Networker

Re: [Networker] How to bypass a removed tape?

2007-03-19 14:10:24
Subject: Re: [Networker] How to bypass a removed tape?
From: George Sinclair <George.Sinclair AT NOAA DOT GOV>
To: NETWORKER AT LISTSERV.TEMPLE DOT EDU
Date: Mon, 19 Mar 2007 14:04:28 -0400
Thanks. Here's what I ended up doing yesterday to resolve this issue. First, I identified all the save set ids for the subsequent incrementals that ran to the usual nightly pool and were also backed up prior to the test pool. There were not that many save sets and none of these was that large but to reiterate, there were 2 sets: The first ones ran before I could remove that test pool volume, and the second I manually ran after I had removed the volume. And no, I don't know why I did that since that just made things worse, but whatever....

I then ran 'nsrmm -d -S ssid' for each one of those save sets to remove the information from both the media database and the affected client indexes. This put the indexes back to where they had been before I backed up anything to that test pool or rather, the part of the indexes that had this information for those particular NSR client resource. I then reran the incrementals. I knew these would not take that long to run since these incrementals are usually not that big. The numbers all looked good. Of course, in most cases, more data was captured this time than would have been otherwise since those subsequent index entries had been removed with the nsrmm command.

This was simply the most expeditious method I could think of to solve this issue. Now, if it had been more than just a day or so, I may have used a different solution, but typically most hosts skip backups on weekends, so this didn't put us behind
by an unacceptable amount.

Here are some other things I considered:

1. Run a level full or numeric on the affected save sets.

This would have worked but has the disadvantage in that it would have taken longer than I had time to mess with and those previous incrementals might still be dependent on the volume I removed, so it's still always possible someone could try to use those, not knowing to use the full or numeric instead, unless, of course, you remove those save sets,
but then why not just do what I did.

2. Go to the affected clients and run manual incrementals and specify a time before the subsequent incrementals were
run and just after the ones were run to the test pool.

I see no reason this would not have worked, but you still might have the dependency problem noted above.

3. Maybe same as 2 but do this from the server by specifying the group name?

4. Recover an older version of the client index from before the backups to the test pool were run.

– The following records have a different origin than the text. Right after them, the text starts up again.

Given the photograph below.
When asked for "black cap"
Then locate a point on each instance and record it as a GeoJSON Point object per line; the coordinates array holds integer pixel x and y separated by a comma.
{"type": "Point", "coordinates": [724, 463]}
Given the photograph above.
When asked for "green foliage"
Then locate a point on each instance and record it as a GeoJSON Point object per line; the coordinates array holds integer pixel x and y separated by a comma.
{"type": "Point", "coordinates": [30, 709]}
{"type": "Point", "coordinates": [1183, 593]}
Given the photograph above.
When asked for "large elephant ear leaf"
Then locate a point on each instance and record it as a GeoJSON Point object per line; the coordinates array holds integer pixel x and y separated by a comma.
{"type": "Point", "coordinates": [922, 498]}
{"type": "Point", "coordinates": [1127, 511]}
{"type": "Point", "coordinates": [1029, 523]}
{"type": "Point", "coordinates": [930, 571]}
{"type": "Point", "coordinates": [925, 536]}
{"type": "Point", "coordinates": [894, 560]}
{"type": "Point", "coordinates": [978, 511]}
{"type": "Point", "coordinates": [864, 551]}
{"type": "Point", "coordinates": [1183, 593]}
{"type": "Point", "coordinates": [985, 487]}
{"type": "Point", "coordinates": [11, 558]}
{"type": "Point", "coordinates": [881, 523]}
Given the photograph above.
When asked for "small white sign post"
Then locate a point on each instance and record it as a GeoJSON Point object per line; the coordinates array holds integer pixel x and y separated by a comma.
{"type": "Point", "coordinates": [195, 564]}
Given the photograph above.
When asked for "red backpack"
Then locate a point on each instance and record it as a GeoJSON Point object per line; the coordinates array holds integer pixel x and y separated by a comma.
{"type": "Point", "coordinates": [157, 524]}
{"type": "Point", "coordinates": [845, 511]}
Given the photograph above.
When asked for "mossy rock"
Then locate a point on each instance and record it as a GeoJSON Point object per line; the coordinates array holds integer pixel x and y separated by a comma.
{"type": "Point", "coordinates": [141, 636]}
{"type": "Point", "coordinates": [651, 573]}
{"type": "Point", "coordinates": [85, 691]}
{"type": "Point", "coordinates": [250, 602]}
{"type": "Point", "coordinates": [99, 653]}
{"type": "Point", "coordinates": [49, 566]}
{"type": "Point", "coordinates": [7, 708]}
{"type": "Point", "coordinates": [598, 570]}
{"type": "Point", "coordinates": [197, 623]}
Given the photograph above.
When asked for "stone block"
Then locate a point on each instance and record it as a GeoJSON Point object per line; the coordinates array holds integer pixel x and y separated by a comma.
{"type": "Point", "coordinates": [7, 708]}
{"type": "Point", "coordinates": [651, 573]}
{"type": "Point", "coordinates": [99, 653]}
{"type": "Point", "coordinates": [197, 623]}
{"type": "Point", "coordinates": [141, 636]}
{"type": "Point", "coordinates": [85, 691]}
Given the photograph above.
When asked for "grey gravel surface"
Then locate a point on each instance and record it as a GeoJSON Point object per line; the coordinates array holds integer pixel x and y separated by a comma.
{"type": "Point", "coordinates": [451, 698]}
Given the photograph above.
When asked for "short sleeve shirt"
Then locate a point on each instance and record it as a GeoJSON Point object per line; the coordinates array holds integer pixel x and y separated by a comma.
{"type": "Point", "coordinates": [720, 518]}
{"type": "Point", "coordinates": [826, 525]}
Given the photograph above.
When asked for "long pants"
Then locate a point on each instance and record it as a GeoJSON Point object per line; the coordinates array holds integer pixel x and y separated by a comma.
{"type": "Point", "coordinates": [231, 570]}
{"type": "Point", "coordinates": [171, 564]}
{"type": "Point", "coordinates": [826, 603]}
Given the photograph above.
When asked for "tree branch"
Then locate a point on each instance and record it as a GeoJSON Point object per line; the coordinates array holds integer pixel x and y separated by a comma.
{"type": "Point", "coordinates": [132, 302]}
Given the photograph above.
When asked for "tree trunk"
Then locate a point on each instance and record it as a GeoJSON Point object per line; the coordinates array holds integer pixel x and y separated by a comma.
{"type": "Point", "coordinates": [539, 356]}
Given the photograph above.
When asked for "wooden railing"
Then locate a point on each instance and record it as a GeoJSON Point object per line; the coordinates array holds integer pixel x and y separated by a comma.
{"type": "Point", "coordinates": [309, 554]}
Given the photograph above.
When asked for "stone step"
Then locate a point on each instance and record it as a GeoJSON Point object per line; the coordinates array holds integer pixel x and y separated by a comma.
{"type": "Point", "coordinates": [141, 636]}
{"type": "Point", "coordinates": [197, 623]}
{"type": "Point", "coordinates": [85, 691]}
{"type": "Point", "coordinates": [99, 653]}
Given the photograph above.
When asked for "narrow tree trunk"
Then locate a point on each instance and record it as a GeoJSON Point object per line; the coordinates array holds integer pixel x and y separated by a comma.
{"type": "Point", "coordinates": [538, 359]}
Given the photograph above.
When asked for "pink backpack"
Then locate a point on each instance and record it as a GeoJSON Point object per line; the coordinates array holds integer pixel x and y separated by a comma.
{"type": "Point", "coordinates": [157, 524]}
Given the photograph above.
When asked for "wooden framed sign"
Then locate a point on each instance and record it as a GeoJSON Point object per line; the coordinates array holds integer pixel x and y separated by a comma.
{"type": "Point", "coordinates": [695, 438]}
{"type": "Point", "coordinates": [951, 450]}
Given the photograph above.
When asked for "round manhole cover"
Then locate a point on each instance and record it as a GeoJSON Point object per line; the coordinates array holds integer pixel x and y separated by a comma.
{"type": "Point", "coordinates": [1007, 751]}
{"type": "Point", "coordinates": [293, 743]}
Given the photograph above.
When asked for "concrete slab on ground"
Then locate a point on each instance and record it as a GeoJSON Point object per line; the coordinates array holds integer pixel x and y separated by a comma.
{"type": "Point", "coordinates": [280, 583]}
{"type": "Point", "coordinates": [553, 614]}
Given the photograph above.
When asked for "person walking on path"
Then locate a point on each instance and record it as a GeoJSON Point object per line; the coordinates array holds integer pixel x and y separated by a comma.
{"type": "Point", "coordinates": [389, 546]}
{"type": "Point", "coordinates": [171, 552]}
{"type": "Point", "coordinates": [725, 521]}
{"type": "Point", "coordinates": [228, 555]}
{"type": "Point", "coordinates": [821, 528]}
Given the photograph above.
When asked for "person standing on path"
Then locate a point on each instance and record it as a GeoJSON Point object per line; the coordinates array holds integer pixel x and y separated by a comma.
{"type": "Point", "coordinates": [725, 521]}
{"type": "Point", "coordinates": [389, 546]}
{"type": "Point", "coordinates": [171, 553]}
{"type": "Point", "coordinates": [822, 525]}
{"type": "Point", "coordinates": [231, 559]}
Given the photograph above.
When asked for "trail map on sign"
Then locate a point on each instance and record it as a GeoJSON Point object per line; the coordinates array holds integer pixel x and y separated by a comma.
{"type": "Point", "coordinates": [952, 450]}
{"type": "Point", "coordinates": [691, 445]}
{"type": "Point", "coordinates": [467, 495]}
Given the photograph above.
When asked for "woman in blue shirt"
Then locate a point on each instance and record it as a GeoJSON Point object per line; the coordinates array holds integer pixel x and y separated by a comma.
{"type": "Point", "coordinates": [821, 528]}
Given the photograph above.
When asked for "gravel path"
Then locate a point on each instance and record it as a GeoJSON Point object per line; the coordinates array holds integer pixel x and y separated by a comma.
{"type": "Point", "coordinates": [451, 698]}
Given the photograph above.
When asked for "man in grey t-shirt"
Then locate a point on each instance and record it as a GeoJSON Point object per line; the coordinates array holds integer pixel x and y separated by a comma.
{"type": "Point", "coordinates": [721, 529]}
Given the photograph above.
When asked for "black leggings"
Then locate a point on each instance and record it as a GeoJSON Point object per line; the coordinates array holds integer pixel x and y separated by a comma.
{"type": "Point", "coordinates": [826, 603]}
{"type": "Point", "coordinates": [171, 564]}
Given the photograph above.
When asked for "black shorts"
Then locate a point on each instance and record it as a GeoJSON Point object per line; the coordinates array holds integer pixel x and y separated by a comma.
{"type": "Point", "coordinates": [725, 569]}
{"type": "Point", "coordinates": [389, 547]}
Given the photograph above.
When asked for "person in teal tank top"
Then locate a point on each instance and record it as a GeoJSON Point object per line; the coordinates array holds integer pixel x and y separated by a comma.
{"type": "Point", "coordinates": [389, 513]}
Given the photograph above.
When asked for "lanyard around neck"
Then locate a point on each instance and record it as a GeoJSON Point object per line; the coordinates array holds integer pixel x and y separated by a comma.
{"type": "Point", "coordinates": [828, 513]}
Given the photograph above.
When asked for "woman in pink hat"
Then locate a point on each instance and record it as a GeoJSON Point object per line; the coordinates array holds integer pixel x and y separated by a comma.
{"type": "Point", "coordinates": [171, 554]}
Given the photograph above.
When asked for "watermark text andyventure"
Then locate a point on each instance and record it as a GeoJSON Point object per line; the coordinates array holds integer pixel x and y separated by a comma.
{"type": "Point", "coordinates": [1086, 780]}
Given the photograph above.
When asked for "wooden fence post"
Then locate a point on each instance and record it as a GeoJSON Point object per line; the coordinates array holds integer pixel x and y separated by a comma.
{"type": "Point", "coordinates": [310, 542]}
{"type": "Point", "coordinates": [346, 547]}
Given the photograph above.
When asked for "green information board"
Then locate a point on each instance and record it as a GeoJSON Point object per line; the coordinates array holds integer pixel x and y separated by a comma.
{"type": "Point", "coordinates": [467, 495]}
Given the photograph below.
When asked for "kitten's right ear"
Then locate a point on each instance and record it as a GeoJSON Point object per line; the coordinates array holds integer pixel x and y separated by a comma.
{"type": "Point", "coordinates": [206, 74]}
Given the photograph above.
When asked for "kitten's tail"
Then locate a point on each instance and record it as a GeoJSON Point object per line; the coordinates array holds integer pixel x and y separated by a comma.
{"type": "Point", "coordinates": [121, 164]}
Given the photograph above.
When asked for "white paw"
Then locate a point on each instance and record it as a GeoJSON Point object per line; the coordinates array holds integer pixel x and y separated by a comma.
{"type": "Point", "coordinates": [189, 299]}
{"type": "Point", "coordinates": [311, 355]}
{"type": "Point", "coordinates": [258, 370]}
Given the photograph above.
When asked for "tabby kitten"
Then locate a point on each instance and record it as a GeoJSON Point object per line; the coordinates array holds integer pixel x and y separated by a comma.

Getting the index off tape would be reasonably quick, but the problem is that once the index is recovered, NetWorker then begins that long process of all the goofy assimilation and meta merging or whatever it does which can take a long time on a big index. Actually, come to think of it, I could have just removed the client index all together and recovered the last copy, but then it has to get the previous full and merge, and oh, .... not worth it in this case.







Dave Mussulman wrote:
On Fri, Mar 16, 2007 at 09:26:49PM -0400, George Sinclair wrote:
I was running some level full backups from several clients in order to test backup speed to a new tape drive. The tape was labeled into a test pool and not the normal pools I use, but indexing was not turned off for the pool. I cancelled the backup after a while, but some of the fulls completed. I then relabeled the tape but not before some nightly incremental backups ran and
completed on those same clients. I then re-ran those incremental backups.

I assume that some of the later incrementals based their backups on what had changed since those same file systems completed fulls in the earlier test, but now with the full volume gone, what do I do? Do I need to do anything?

George,
My gutshot is that with the full removed, with dangling dependencies,
Networker would remove the orphaned incrementals the next time it did
its index cleanup.  That means any future incrementals would base
themselves off whatever the last good previous state was.  But please
don't take my word for it; test it first.  I've found the unix nwadmin
Index view to the best, fastest way to see backup dependencies.  (You
can kind of generate it from mminfo, but not as quickly and it doesn't
do the indenting.)

In any case, I would probably run some true leveled backup (a full or
numbered backup) to reset the future incrementals to a good state.  If
possible, scheduling a full to proper media is probably the best idea.